Here’s a selection of news stories we’ve been reading over the last few weeks:
CONCORD has released AidWatch 2021, which monitors the quantity and quality of EU Official Development Assistance (ODA). It highlights the EU’s failure to meet aid targets, the growing need for ODA, and the patchy response from EU countries. In 2020, the EU’s ODA was 0.50% of its GNI – an increase from 0.42% in 2019. However, this increase was a result of the EU’s economy shrinking due to the global pandemic. The report is critical of Team Europe, the EU’s response to COVID-19 in partner countries, saying the entire approach lacks transparency, civil society has so far been largely shut out of the process, and partner country ownership seems scant. It also reports that Team Europe has reinforced EU donor governments’ tendency to play politics with aid.

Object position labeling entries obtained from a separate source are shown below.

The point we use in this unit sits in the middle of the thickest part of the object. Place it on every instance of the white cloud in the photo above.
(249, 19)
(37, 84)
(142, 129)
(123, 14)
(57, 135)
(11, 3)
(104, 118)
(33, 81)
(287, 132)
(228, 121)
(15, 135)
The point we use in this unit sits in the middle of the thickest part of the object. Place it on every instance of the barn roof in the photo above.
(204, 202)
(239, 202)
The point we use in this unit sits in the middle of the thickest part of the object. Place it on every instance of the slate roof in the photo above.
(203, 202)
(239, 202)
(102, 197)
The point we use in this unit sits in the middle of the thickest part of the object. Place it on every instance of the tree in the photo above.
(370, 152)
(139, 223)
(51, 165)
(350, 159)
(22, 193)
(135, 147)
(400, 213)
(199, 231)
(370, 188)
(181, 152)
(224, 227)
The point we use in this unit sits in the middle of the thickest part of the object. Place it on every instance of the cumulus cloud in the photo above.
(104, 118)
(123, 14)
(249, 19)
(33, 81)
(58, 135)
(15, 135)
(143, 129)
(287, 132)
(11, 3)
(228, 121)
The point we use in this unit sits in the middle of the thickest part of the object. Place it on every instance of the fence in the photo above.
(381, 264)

The OCHA Centre for Humanitarian Data has created a dashboard for users to visualise, explore and analyse the published International Aid Transparency Initiative (IATI) data related to the COVID-19 pandemic. It includes financial transactions from 13,780 reported aid activities from January 2020 until the present (the data is updated daily). The Centre has created a data story to complement the funding dashboard, which highlights that, as of September 2021, US$134 billion in commitments and US$86 billion in spending had been directed towards 200 recipient countries and territories. As part of this work, the Centre also produced a report setting out recommendations for improvements to the IATI standard, guidance and governance in order to reach the goal of aid transparency.

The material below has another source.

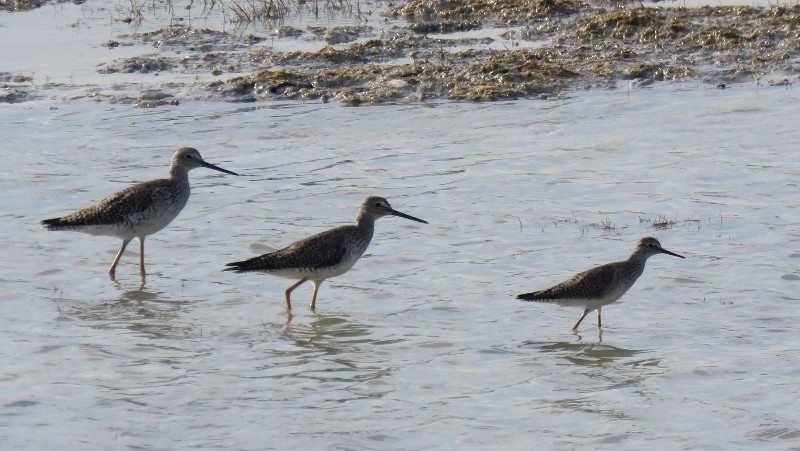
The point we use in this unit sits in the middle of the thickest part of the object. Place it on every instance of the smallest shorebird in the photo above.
(139, 210)
(327, 254)
(601, 285)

Eurodad has analysed new climate finance data released by the Organisation for Economic Cooperation and Development (OECD). It shows that total climate finance in 2019 amounted to US$79.6 billion, falling short of the US$100 billion target. The analysis highlights that while adaptation finance grew, public climate finance for Small Island Developing States fell in 2019 as did bilateral public climate finance. Public loans (concessional and non-concessional) accounted for 71 per cent of climate finance in 2019. Eurodad points out that data is missing on the state of gender-responsive climate finance and on finance to address losses and damages.
AidData has released a new Global Chinese Development Finance dataset, which includes 13,427 Chinese development projects worth US$843 billion. An accompanying report which analyses the data before and after the introduction of the Belt and Road Initiative (BRI) finds:
- China is now outspending the US and other major donors on a more than 2-to-1 basis.
- Since the BRI was introduced, China has maintained a 31-to-1 ratio of loans to grants, and its loans tend to be on less generous terms than loans from OECD-DAC (Development Assistance Committee) and multilateral creditors.
- China has transitioned from lending to central government institutions to lending to state-owned companies, state-owned banks, special purpose vehicles, joint ventures, and private sector institutions – the majority of which do not appear on their government balance sheets.
- Chinese debt burdens are substantially larger than many previously understood. 42 countries now have levels of public debt exposure to China in excess of 10% of GDP.
- 35% of the BRI infrastructure project portfolio has encountered major implementation problems—such as corruption scandals, labour violations, environmental hazards, and public protests.